Ia berkata, ia dan suaminya merintis usaha menjahit berkat bergabung menjadi anggota Kopdit Pintu Air lima tahun silam.
Niat awal bergabung menjadi anggota Kopdit Pintu Air adalah untuk menyiapkan masa depan pendidikan anaknya. Ia pun menyisihkan sedikit demi sedikit dari penghasilan suaminya.
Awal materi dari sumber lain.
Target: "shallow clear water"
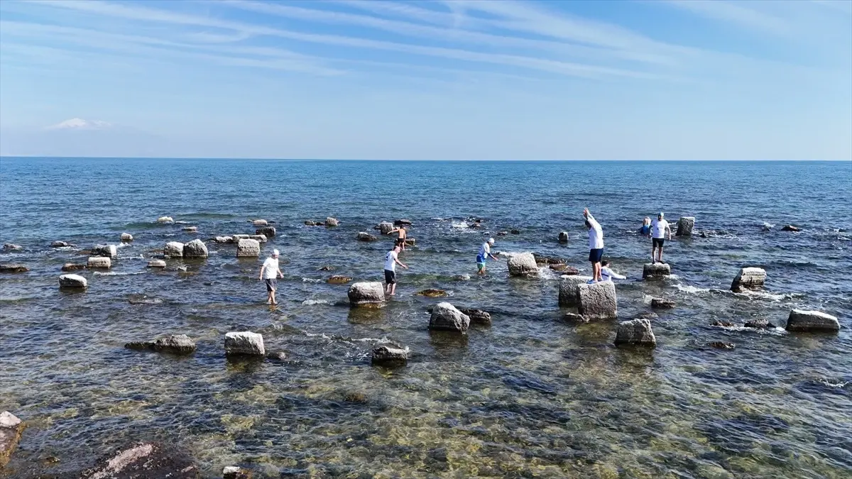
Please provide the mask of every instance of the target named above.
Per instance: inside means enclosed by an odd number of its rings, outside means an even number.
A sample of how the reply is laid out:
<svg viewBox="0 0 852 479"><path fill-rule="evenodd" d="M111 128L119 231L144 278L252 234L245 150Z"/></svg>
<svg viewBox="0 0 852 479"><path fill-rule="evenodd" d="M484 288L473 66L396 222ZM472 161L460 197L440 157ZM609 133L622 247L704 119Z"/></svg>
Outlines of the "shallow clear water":
<svg viewBox="0 0 852 479"><path fill-rule="evenodd" d="M0 159L0 253L30 272L0 275L0 410L29 429L0 476L73 476L112 447L158 440L187 450L205 476L240 464L256 476L849 477L852 473L852 164L723 162L301 162ZM615 323L561 320L558 275L476 277L484 238L588 272L581 212L604 228L619 318L677 303L653 320L658 347L616 348ZM695 216L706 238L666 243L674 276L642 281L645 216ZM168 215L177 224L160 225ZM337 228L305 227L333 216ZM481 230L463 228L483 218ZM276 222L262 258L208 243L204 261L145 268L170 240L253 233ZM397 297L350 310L332 274L380 280L391 240L355 241L382 220L409 218ZM183 224L185 222L186 224ZM774 224L769 232L764 222ZM784 224L803 228L780 231ZM199 227L197 234L181 228ZM567 231L567 245L556 241ZM64 263L118 249L110 273L86 271L83 293L59 291ZM53 240L78 246L51 249ZM273 247L285 279L277 309L256 274ZM319 271L325 265L333 272ZM729 292L761 266L766 292ZM472 274L468 281L453 276ZM464 337L430 333L426 309L447 290L491 311ZM141 295L158 303L131 304ZM838 316L838 334L711 326L792 308ZM250 329L284 362L228 362L223 335ZM186 333L185 358L123 348ZM409 347L407 366L370 366L378 341ZM705 346L734 343L733 350ZM357 399L357 394L363 399ZM49 458L55 458L58 461Z"/></svg>

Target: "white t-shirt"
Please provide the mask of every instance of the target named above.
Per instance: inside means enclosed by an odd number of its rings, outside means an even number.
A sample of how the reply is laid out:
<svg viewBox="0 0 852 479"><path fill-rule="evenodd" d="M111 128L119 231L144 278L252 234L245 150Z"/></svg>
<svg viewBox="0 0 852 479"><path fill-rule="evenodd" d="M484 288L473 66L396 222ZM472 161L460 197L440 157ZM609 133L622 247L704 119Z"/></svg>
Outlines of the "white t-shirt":
<svg viewBox="0 0 852 479"><path fill-rule="evenodd" d="M384 255L384 268L387 271L396 271L396 251L394 250Z"/></svg>
<svg viewBox="0 0 852 479"><path fill-rule="evenodd" d="M482 243L481 246L480 246L479 256L482 257L483 259L488 259L489 254L491 254L491 245L486 241L485 243Z"/></svg>
<svg viewBox="0 0 852 479"><path fill-rule="evenodd" d="M274 280L278 276L278 260L268 257L263 262L263 279Z"/></svg>
<svg viewBox="0 0 852 479"><path fill-rule="evenodd" d="M613 271L608 266L604 266L601 268L601 279L604 281L612 281L613 278L616 280L626 280L627 276L622 276L618 273Z"/></svg>
<svg viewBox="0 0 852 479"><path fill-rule="evenodd" d="M665 238L666 228L670 228L669 222L665 220L653 220L651 222L651 236L654 238Z"/></svg>
<svg viewBox="0 0 852 479"><path fill-rule="evenodd" d="M589 230L589 249L599 250L603 247L603 230L601 229L601 225L592 217L591 213L589 213L586 219L589 220L589 223L591 225L591 229Z"/></svg>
Wadiana aktif mengikuti sosialisasi yang terus menerus dilakukan oleh manajemen Kopdit Pintu Air. Berkat aktif mendengar materi sosialisasi, Wadiana kemudian memberanikan diri untuk meminjam.
Berkat sejumlah uang yang telah ditabung, ia layak memperoleh pinjaman sebesar 35 juta rupiah. Uang itu digunakannya untuk membeli mesin jahit dan mesin obras.
Setelah pinjaman pertama dikembalikan hingga selesai, Wadiana kembali melakukan pinjaman kedua sebesar 75 juta untuk menambah usahanya. Ia memperluas tempat usahanya di atas tanah milik orang lain yang dikontrak seharga 700 rupiah per bulan.
Wadiana menempatkan sejumlah etalase untuk menjual aksesoris aneka kue dan minuman, serta pakaian.
Karena usahanya lumayan ramai, selanjutnya Wadiana merekrut dua tenaga untuk membantunya.
Dari usaha yang digelutinya setiap bulan ia dapat membayar angsuran pinjaman dan membayar upah bagi dua orang karya, serta kebutuhan rumah tangga termasuk membiayai pendidikan kedua anaknya.
Berkat usaha itu juga Wadiana telah membeli satu unit mobil.
“Saya merasa sangat bersyukur karena dari usaha yang saya jalani ini telah mengantar anak saya Nirwan menyelesaikan pendidikannya dan sekarang bekerja di luar negeri di Argentina,” ujar Wadiana kepada Ekora NTT belum lama ini.
Setelah selesai mengembalikan pinjaman, ia berjanji akan meminjam lagi untuk membeli sebuah rumah yang telah ditawarkan seseorang kepadanya.